Olpe/Attendorn. Im Verfahren am Schöffengericht Olpe werden pikante Vorwürfe bekannt. „Da springen die Häftlinge abends über die Mauer und holen sich Alkohol.“
Um Straftaten im Gefängnis ging es am Freitag im Olper Schöffengericht. Auf der Anklagebank saßen ein Justizvollzugsbeamter und zwei Häftlinge. Der Vorwurf lautet Bestechlichkeiten. Der Beamte soll sich als Amtsträger einen Vorteil für sich verschafft und die Dienstpflicht verletzt haben, so Staatsanwältin Dr. Franziska Walther in der Anklage.

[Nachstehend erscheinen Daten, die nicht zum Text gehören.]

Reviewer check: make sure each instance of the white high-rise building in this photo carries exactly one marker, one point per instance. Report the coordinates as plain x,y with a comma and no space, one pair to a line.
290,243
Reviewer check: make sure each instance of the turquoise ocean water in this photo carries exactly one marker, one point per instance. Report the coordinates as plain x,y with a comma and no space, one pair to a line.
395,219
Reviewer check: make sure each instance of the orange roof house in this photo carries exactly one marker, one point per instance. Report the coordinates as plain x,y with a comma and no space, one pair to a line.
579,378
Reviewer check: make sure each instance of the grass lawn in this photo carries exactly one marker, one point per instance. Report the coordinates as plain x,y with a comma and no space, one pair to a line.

Dreimal zwischen 20. und 28. Dezember 2018 soll der Beamte im offenen Vollzug dem Häftling (42) aus Köln ermöglicht haben, die JVA Attendorn gegen 23 Uhr zu verlassen und um 4 Uhr zurückzukehren. Zweimal soll der Justizvollzugsbeamte dafür 200 Euro kassiert haben, insgesamt 500 Euro. Der mitangeklagte Häftling (37) aus Lüdenscheid soll den 42-Jährigen beim Verlassen der JVA unterstützt haben. „Er stand Schmiere und war bei der Überwindung der Sicherheitshilfe behilflich“, sagte die Staatsanwältin.
Zwei Angeklagte schweigen
Während der ehemalige Justizvollzugsbeamte und der 42-Jährige zu den Vorwürfen schwiegen, war der 37-Jährige kaum zu bändigen. Er redete wie ein Wasserfall: „Warum soll ich schweigen? Das ist so ein Quatsch. Ich habe viel zu erzählen.“ Und dann ließ er kein gutes Haar an der Attendorner JVA: „Das ist kein Gefängnis, das ist ein Tratschknast. Jeder will jeden in die Pfanne hauen. Ich habe das gehört von dem Ausbruch. Natürlich habe ich so etwas nicht getan.“ Es sei doch auch nicht nachvollziehbar, dass ein Justizbeamter auf diese Weise seine Arbeit riskiere: „Für 200 Euro? Das ist doch kein Betrag.“
Zur Frage des Richters nach Gesprächen mit einem Handy in der JVA, sagte der Angeklagte: „Ja, ich hatte ein Handy drin. Meine Frau war im neunten Monat schwanger. Ich war neugierig, wann das Kind kommt. Das ist doch keine Straftat. Weil die von der Polizei nicht in der Lage waren, den Code zu knacken, habe ich ihnen den auch noch freiwillig gegeben.“
Den Vorwurf, dass er Schmiere gestanden habe, wies er vehement zurück: „Meine einzige Arbeit im Gefängnis war zu trainieren. Ich war von morgens bis abends im Fitnessstudio und habe Hanteln gestemmt. Ich habe auch Aggressionspotentiale.“
Weiter berichtete der Angeklagte: „Da springen die Häftlinge abends über die Mauer, holen sich Alkohol an der Tankstelle und kommen zurück. Die kiffen da auch. Die rauchen Drogen, die nicht im Urin rauskommen.“ Und dann meinte der Angeklagte: „Ich habe mich nur für mich interessiert. Entschuldigung, wenn ich das sage: Der ganze Knast ist behindert, Inzucht.“
Als Zeugin hörte das Gericht dann eine Justizvollzugsbeamte, bei der damals zwei andere Häftlinge über die Taten berichtet hatten. Danach hätten beide Angeklagte mit Hilfe eines Kollegen die JVA über Nacht verlassen. Beide hätten damit auch gegenüber anderen Häftlingen geprahlt. „Es wurde gesagt, sie hätten die Anstalt verlassen, um eine Spielhalle zu überfallen. Das hätte aber nicht geklappt. Das war nicht, um mal eben Bummeln zu gehen“, sagte die Justizvollzugsbeamtin. Sie habe das dann der Anstaltsleitung gemeldet.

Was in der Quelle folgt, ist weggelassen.